Apparently there was a BBC mini-series of The Talisman in 1980 but I don’t recall ever seeing it. It’s the 1970s Ivanhoe series which I remember loving. And speaking of Ivanhoe, I’ll be reading that throughout January for Read Scotland 2014 challenge. You’re welcome to join in too – if you feel brave enough!

12 thoughts on “The Talisman by Sir Walter Scott

  1. Oh, wow!
    You did it. I think you are absolutely right that the style takes time to get used to, in any archaic book, actually. But I’m always glad when my brain finally adapts and things swim along much more easily. I remember having this problem the first time I read The Secret Garden as a ten-year-old, with all the native Yorkshire dialect. But I loved the story, so I bravely plowed through–not skipping the difficult bits–but translating them for myself.

    I can’t imagine why I offered that bit forth, but I think it was to encourage me through our upcoming read of Ivanhoe.

    I’m so glad that you ended up liking a book that at 1/4 through made you feel like death itself! Actually, I find that so incredibly inspiring!!

    • Judith,
      I vaguely remember having to carefully re-read the dialect in The Secret Garden too!
      I think that when you struggle with a book and win then it must surely be character building!

      • Katrina,
        Your reply to me, the character-building part, reminds me of something our friend Scott (doesn’t he have the proper name?) likes to say after a good wilderness outing, no matter the season. I think it definitely applies in this case.

        We come back to the car–tired, sweaty, and dirty–and he always says, “Isn’t it great to know that today you really went out and DID something!”

        That’s the way I feel after conquering a difficult book, but one that, in the end, I felt was worthwhile.


        • Judith,
          Yes at least you feel a sense of accomplishment when something has been a struggle, more so when you’re out hiking as I always feel quite virtuous burning calories, although I suppose it’s as important to tickle the grey cells too! Scott has a good name and probably a Scottish granny somewhere in the past.

  2. It just shows that perseverance can pay off – not all books are worth reading to the end, but I’m glad this one was.

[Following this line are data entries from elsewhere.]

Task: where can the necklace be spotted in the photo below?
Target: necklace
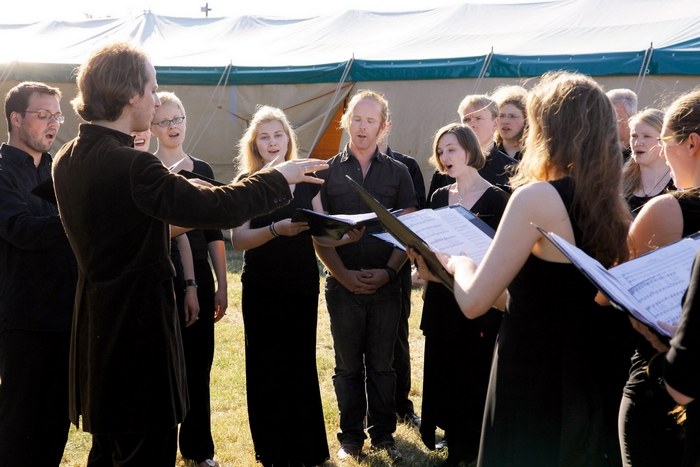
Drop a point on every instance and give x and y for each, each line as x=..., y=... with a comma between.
x=647, y=194
x=460, y=198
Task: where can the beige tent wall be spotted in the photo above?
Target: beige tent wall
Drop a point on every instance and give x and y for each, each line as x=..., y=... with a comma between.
x=216, y=116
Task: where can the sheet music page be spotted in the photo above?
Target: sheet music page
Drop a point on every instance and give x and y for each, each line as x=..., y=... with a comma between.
x=447, y=231
x=659, y=280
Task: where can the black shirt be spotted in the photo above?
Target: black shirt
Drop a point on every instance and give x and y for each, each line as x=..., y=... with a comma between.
x=387, y=180
x=37, y=268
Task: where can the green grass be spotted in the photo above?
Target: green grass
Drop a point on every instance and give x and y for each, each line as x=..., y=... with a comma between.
x=234, y=447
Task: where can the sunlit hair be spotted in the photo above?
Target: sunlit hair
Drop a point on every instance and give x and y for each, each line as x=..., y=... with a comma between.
x=362, y=94
x=477, y=102
x=249, y=158
x=631, y=172
x=17, y=98
x=626, y=97
x=111, y=76
x=467, y=140
x=517, y=97
x=167, y=97
x=683, y=116
x=573, y=132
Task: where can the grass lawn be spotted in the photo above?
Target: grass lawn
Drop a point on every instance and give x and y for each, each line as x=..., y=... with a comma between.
x=234, y=447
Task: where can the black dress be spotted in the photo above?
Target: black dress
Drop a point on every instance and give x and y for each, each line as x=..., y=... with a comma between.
x=543, y=408
x=650, y=436
x=458, y=353
x=280, y=306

    I did enjoy Ivanhoe a few years ago, but won’t be joining you in January in reading it again – 500 pages of small font in my copy is just too much to re-read when I have more than enough unread books. I’m sure you’ll like it – well, I hope you do. I thought it was very entertaining, very funny in parts too and much easier to read than I thought it would be.

    • Christy,
      I suspect that that bit at the beginning has been cut out of modern versions, sanitised for modern readers! As I recall it was a tale which had been told to Sir Kenneth.

  3. Congrats–to tackle a book you’ve once abandoned takes fortitude! I want to read Scott, but dread not being able to deal with the style. You inspire me.

    I enjoyed your review of this daunting book very much–well done.

  4. I admire your perseverance in reading Scott! I too loved that tv series of Ivanhoe when I was young. I also loved your promenade de gateau comment! Must remember that one! I’ve got lots of catching up to do, so you’ll likely find a few new comments on older posts!

    Sorry to see you aren’t having any luck with the house sale. Maybe early 2014?

    • Evee,
      We’ve had a few people want to buy our place but they haven’t been able to sell their own, it’ll happen sometime I suppose, we’re just getting really fed up with it all now.
      I think promenade de gateau is a Dumbarton Academy saying, often how an exam was described, I didn’t have too many of those sorts of exams!
      I’ve been hoping you’ve been busy enjoying yourself!